FAO Liaison Office in New York

The digital divide risks becoming the ‘New Face of Inequality’


FAO participates in the General Assembly’s High-level Thematic Debate on Digital Cooperation and Connectivity

April 27, New York

The President of the General Assembly, Volkan Bozkir, convened a one-day High-level Thematic Debate on Digital Cooperation and Connectivity on Tuesday, 27 April 2021, in the General Assembly Hall in the United Nations Headquarters. This Thematic Debate focused on “Whole-of-Society Approaches to End the Digital Divide” and highlighted the importance and urgency of political commitment at the highest levels to address the digital divide in support of COVID-19 adaptation, response and recovery efforts, in alignment with the Sustainable Development Goals (SDGs).

The discussion reflected the unparalleled pace of global digitization and drew attention to the widening digital divide which risks becoming the ‘New Face of Inequality’, with almost half of the world’s population still offline.

FAO: bridging the digital divide requires more than just access

Technology can help us address systemic threats such as COVID-19, climate change, biodiversity loss, land degradation and pollution – but only if we build the infrastructure, develop safe, trustworthy and inclusive digital technologies and regulatory framework with this strategic intent. Multilateral and multistakeholder cooperation around a common vision and Action Agenda is key to close the digital divide.

Data, digital technologies and related innovations are sweeping the planet at an exponential rate with the potential to unleash major structural transformations in the global economy. Speaking in the “Greening the Digital Future: Local, Regional and Multilateral Partnership” Panel,FAO Chief Economist, Maximo Torero, underlined that we need to connect the unconnected, but we must do so sustainably. The digital divide is not only about access but also about content and capabilities. We need to work to increase digital literacy and develop the capacity for innovative solutions. Closing the digital divide requires investment, but it must be inclusive. Simply introducing technologies is not enough to generate results. Social, economic and policy systems will need to provide the basic conditions and enablers for digital transformation.

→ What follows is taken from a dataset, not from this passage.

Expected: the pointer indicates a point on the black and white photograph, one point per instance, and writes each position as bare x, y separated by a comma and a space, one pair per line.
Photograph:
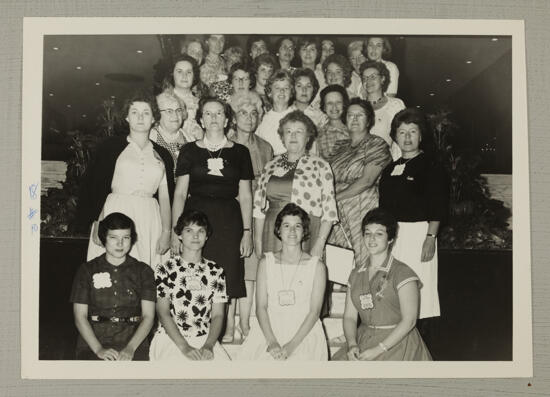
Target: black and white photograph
274, 197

Maximo Torero also noted that digital technologies can help us increase efficiency and productivity in agriculture and can help us use our natural resources better. In the context of the Sustainable Development Goals, digital agriculture has the potential to deliver economic benefits through increased agricultural productivity, cost efficiency and market opportunities. It can also generate social and cultural benefits through increased communication and inclusivity and environmental benefits through optimized resource use as well as adaptation to climate change. Digital technologies can help us monitor agricultural activities, help us identify and understand problems, and help us to come up with viable and innovative solutions.

Maximo Torero was joined on the panel by Damilola Ogunbiyi, CEO, Sustainable Energy for All (SEforALL); Luis Neves, Executive Director, Global Enabling Sustainability Initiative; Eliane Ubalijoro, Executive Director, Sustainability in the Digital Age; Fred Onduri Machulu, Coordinator on technology transfer, LDC Group on Climate Change; and Rose Mwebaza, Director, UN Climate Technology Center and Network (Moderator).